一般2025年04月03日 薬物依存、刑罰より治療を 多い再犯、拘禁刑6月創設 提供:共同通信社

薬物犯罪者に対し、刑罰よりも治療の優先を求める声が上がっている。法務省の2024年版犯罪白書によると、23年の覚醒剤取締法違反の再犯率は67・0%。今年6月には改正刑法が施行され、受刑者の更生を重視する「拘禁刑」が創設されるが、専門医は「社会の中で回復していくことが重要だ」と指摘する。
「依存症は病気。病人には刑罰より治療だ」。1月、覚醒剤を使用した罪などに問われた男性(39)の長崎地裁での公判で、男性の主治医福田貴博(ふくだ・たかひろ)さん(44)が訴えた。

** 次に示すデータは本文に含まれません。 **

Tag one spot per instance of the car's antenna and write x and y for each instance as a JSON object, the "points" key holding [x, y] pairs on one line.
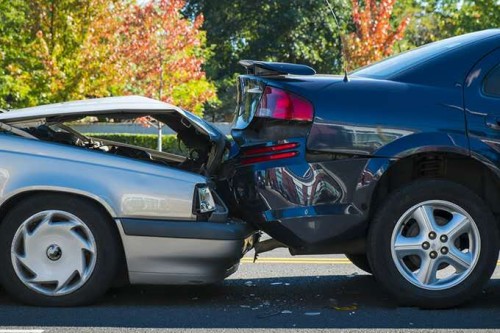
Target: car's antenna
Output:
{"points": [[341, 41]]}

男性は大学時代にも違法薬物を所持した罪で有罪判決が確定していた。再犯だったが、地裁は2月、福田医師や家族が更生に向けた監督を約束した点を重視し、執行猶予付き判決を言い渡した。
福田医師は「刑務所という閉鎖環境での指導は限界がある。社会の中で、周囲と信頼関係を築きながら薬物を断つことが本当の更生だ」と話す。

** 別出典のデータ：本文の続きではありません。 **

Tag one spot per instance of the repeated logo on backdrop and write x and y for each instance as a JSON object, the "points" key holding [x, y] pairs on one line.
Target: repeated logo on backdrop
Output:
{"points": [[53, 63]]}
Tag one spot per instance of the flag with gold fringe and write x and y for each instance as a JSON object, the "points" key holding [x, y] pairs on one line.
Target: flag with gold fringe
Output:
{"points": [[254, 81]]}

治療を重視する動きは支援団体でも見られる。薬物依存症の回復を支援するNPO法人群馬ダルク(高崎市)は、依存症を病気と捉える欧米の手法を参考に、心理療法など約50のプログラムを取り入れた。
施設長の福島(ふくしま)ショーンさん(55)は自身も違法薬物を使用し、2度服役した。刑務所での指導について「昔に比べ格段に良くなった」と評価する一方「服役で社会に居場所を失い、自暴自棄になって再犯するケースが多い」とも語る。
今年6月に導入される拘禁刑では、刑務作業をさせるかどうかは受刑者ごとに決まる。それぞれの特性に応じた更生プログラムを実施し、再犯防止につなげる狙いだ。

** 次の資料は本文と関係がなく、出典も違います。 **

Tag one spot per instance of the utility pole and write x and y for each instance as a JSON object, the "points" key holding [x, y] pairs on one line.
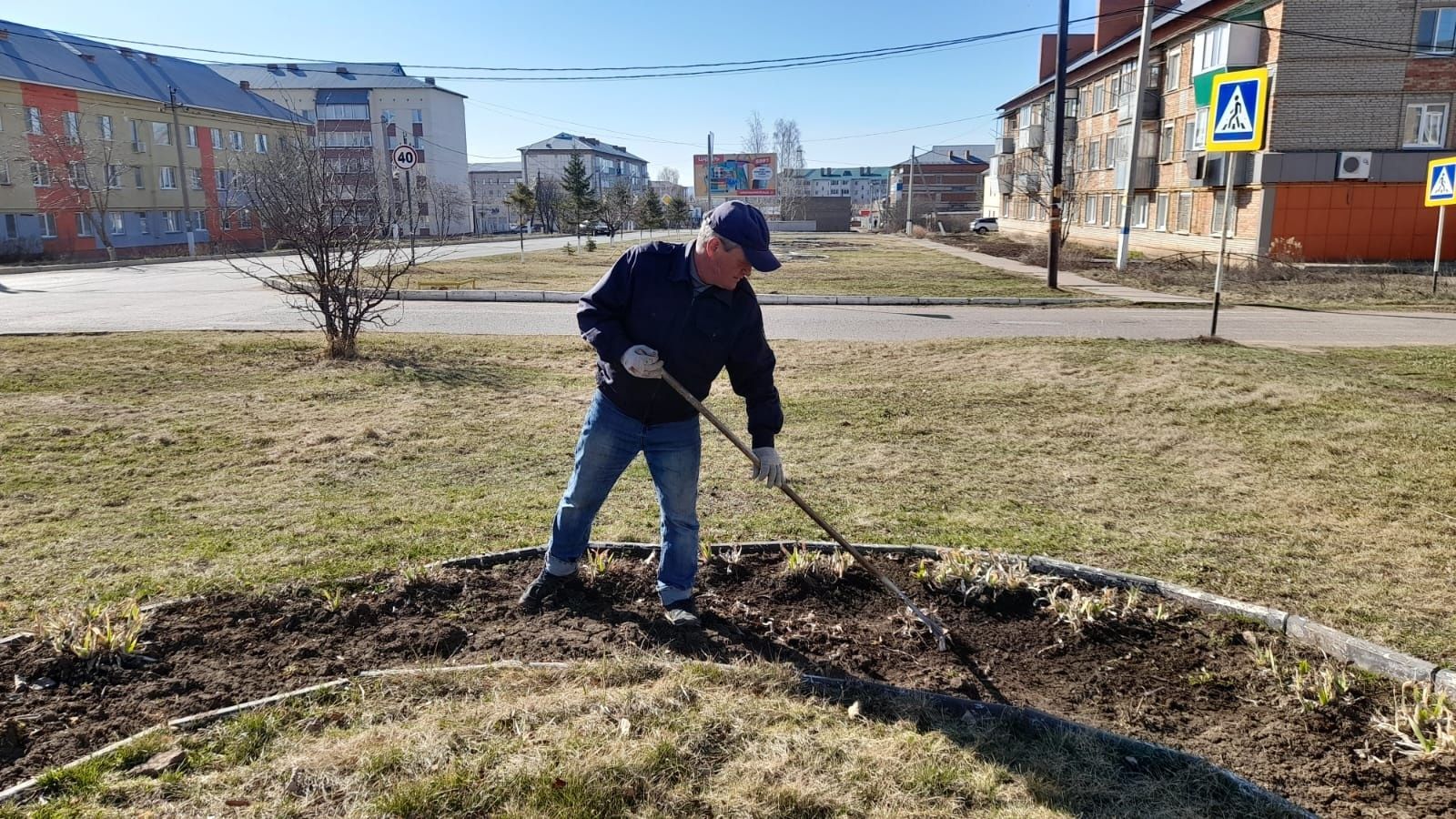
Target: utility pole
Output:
{"points": [[182, 181], [708, 175], [910, 196], [1059, 111], [1138, 128]]}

甲南大の園田寿(そのだ・ひさし)名誉教授(刑事法)は拘禁刑について「制度を変更する前に、薬物の有害性を実証的に把握することが必要だ」と指摘する。
「日本では薬物使用は悪徳だという道徳観が根強く、身体や周囲への有害性に対する量刑の妥当性が十分に議論されていない。厳罰化で犯罪が減った歴史はなく、更生や治療に主眼を置いた薬物政策に転換するべきだ」と述べた。